Every year since, I’ve done something on this order. I’ve gone to the farmer’s market in Finland, Minnesota, to Palisade Head on the North Shore of Lake Superior, which is 1,1 billion year old and 335 feet above the lake (what a gorgeous view), to a Finnish pioneer homestead quite close by that’s been well preserved from about the 1850’s, to Black Beach, which is really black because the sand is made from the tailings of taconite that are mined pretty close to me. Taconite is a low grade of iron ore and all that remains in those mines now that the rich ore has been removed and turned into steel. Sugar Loaf cove that was used as a holding area for cut trees before they were loaded on boats and taken to saw mills. 

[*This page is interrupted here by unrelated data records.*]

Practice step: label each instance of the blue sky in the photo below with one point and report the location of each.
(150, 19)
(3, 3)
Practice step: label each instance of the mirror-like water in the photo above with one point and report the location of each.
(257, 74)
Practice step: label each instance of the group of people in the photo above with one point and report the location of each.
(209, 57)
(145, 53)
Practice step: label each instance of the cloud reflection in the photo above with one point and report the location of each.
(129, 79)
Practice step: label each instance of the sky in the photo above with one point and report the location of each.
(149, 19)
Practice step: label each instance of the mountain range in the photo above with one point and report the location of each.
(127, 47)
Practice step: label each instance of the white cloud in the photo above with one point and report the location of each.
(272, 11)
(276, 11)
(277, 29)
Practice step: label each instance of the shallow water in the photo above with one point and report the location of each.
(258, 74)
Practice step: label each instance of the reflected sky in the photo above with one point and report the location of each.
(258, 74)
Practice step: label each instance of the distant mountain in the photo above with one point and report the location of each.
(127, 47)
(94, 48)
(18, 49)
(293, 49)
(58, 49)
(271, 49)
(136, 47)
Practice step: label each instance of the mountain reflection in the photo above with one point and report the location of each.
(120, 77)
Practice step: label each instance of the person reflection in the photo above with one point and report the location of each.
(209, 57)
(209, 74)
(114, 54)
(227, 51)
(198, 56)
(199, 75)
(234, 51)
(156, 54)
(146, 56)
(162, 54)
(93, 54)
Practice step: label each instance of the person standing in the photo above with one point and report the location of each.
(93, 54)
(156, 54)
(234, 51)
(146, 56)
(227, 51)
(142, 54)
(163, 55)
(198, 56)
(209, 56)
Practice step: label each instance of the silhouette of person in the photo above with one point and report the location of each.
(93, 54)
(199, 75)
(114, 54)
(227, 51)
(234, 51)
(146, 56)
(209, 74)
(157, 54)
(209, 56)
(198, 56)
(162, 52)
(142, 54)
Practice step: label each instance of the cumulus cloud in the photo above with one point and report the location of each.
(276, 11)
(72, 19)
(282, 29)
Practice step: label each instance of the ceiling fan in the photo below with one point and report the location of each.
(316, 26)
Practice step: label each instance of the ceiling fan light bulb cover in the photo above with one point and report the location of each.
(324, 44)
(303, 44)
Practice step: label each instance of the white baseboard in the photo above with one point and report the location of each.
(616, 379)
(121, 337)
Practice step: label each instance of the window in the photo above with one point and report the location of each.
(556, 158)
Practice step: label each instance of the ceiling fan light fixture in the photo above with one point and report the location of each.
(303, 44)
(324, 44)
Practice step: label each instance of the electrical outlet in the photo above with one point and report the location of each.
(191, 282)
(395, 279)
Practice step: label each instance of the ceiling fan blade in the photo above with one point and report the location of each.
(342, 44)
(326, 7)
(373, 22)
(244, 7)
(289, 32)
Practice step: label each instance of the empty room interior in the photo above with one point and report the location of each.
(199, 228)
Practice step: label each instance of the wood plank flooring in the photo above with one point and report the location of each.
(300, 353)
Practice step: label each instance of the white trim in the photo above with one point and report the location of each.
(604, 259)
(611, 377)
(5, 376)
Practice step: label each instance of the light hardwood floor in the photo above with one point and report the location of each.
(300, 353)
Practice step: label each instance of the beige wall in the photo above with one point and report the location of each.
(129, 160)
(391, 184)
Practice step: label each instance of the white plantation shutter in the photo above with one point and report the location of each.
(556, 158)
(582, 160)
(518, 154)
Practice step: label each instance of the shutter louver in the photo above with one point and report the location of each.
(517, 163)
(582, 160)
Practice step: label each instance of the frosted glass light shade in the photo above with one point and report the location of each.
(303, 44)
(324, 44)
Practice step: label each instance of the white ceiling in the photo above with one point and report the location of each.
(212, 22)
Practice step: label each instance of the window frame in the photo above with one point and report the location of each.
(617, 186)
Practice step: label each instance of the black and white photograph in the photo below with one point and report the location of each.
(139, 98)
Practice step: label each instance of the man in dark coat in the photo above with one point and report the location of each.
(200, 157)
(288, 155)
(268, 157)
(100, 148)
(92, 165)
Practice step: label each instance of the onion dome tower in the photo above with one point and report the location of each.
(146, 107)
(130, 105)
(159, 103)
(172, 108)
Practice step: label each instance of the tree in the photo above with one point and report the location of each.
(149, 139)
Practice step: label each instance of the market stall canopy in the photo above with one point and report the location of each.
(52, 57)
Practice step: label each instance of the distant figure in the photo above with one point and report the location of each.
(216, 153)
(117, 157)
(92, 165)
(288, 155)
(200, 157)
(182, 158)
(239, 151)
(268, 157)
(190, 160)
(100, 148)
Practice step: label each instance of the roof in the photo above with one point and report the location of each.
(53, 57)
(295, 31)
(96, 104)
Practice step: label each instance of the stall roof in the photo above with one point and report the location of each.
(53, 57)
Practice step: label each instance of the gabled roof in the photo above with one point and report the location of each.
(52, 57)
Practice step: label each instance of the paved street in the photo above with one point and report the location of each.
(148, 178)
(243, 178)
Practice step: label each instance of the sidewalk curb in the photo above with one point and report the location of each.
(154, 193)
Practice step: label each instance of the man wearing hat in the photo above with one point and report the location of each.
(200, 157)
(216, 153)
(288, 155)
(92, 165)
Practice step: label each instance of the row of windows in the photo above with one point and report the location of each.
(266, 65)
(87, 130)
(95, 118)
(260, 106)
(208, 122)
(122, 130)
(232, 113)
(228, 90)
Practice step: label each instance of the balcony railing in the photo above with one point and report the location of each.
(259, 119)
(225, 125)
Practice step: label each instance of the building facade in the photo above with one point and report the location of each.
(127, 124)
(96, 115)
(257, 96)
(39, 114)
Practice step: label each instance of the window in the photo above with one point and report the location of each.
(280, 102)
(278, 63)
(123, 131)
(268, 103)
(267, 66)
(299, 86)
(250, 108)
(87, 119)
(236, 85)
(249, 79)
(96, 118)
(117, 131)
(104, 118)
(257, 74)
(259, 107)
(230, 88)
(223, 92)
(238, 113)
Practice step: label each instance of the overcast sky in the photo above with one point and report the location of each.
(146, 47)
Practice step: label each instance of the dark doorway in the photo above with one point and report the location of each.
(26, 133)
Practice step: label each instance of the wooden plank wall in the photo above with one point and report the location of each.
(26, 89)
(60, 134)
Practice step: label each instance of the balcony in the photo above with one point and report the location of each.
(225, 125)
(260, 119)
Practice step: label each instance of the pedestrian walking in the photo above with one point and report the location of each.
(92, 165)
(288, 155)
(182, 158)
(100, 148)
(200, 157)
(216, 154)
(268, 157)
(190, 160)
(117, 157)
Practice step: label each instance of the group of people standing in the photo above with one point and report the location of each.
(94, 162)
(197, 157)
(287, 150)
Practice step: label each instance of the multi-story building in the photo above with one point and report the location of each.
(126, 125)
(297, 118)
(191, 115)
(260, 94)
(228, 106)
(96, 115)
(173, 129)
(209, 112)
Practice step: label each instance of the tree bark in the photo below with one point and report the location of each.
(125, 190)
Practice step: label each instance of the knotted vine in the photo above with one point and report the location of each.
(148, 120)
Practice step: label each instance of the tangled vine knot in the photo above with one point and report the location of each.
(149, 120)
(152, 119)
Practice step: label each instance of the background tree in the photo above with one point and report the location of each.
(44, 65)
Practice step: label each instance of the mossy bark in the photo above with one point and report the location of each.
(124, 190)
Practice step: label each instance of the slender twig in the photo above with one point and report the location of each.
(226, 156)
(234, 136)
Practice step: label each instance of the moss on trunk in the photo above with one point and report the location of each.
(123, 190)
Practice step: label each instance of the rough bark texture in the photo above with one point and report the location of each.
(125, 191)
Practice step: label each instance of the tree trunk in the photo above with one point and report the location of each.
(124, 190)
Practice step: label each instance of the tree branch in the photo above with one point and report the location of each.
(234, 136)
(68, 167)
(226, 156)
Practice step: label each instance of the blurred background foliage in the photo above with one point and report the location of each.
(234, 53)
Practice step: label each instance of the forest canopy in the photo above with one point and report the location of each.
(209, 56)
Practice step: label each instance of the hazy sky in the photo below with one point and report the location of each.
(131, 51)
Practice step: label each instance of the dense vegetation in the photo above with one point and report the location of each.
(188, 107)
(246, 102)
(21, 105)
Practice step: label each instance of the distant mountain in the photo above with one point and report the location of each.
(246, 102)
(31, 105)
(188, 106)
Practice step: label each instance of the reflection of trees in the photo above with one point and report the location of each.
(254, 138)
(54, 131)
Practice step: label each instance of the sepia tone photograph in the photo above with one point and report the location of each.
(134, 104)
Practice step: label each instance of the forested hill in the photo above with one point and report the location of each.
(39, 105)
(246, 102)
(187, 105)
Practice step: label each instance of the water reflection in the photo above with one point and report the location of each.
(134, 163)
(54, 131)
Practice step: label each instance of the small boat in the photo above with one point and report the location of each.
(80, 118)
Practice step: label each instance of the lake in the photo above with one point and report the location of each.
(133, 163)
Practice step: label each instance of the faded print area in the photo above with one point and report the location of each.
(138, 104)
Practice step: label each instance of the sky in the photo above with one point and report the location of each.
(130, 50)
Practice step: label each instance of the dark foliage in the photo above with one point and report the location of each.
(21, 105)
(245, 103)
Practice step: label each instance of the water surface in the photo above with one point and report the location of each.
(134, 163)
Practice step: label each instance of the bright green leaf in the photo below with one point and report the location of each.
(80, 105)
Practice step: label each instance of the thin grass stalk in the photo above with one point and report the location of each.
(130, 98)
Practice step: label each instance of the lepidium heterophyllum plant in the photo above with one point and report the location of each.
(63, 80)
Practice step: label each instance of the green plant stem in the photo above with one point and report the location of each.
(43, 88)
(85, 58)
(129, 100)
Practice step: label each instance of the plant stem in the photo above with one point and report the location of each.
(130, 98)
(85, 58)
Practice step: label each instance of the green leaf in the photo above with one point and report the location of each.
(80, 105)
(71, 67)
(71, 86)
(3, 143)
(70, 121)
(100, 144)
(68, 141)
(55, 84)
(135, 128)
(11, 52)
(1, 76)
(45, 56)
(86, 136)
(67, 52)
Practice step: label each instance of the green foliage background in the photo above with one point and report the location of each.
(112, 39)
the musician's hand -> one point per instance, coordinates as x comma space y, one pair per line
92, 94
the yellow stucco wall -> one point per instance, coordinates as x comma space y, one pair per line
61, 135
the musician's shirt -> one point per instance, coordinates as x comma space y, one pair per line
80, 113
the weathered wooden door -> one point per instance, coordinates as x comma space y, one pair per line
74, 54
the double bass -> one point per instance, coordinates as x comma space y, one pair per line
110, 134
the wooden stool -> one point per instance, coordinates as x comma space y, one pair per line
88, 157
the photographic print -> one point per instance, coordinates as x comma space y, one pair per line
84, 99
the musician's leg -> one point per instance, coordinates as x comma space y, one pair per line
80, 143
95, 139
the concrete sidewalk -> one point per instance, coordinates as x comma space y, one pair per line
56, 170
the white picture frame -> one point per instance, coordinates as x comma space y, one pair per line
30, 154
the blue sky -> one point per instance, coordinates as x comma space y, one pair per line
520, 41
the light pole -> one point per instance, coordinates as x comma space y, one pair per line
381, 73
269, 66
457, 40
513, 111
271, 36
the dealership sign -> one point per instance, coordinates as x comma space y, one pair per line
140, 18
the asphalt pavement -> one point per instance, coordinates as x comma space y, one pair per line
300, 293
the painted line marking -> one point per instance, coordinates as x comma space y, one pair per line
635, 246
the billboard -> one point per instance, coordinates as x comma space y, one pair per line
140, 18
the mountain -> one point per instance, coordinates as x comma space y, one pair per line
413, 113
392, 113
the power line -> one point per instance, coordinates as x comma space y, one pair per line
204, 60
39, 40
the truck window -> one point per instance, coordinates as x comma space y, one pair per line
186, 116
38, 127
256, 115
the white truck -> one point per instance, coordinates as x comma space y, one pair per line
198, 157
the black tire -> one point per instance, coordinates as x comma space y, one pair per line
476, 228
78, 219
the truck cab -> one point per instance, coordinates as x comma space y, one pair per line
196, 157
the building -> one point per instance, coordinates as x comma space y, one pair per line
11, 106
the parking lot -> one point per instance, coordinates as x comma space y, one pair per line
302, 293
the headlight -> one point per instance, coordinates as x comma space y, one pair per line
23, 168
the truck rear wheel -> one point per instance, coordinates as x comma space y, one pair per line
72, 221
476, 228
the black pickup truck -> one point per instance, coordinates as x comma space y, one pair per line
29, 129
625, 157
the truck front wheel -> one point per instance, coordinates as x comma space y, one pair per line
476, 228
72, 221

Northern Minnesota has been famous for natural resources since its discovery and even today that’s true. The latest find is helium which has been found about 40 miles north and west of me. Happily for me who doesn’t want to live there full time and isn’t looking for a mining job, the current Federal administration has been able to stop the plans for copper mining. There has never been a copper mine that hasn’t leaked arsenic into the surrounding watershed. The dilemma is that these are very good paying jobs and the area has very little else available. 

This past summer I went to the Sax-Zim Bog, a preserve that is most famous for the owls people frequently photograph in the winter.

And this coming summer – 2024? So far I don’t know. Sometimes I use Google maps to view the area and see if anything interesting pops up. That’s how I found the bog.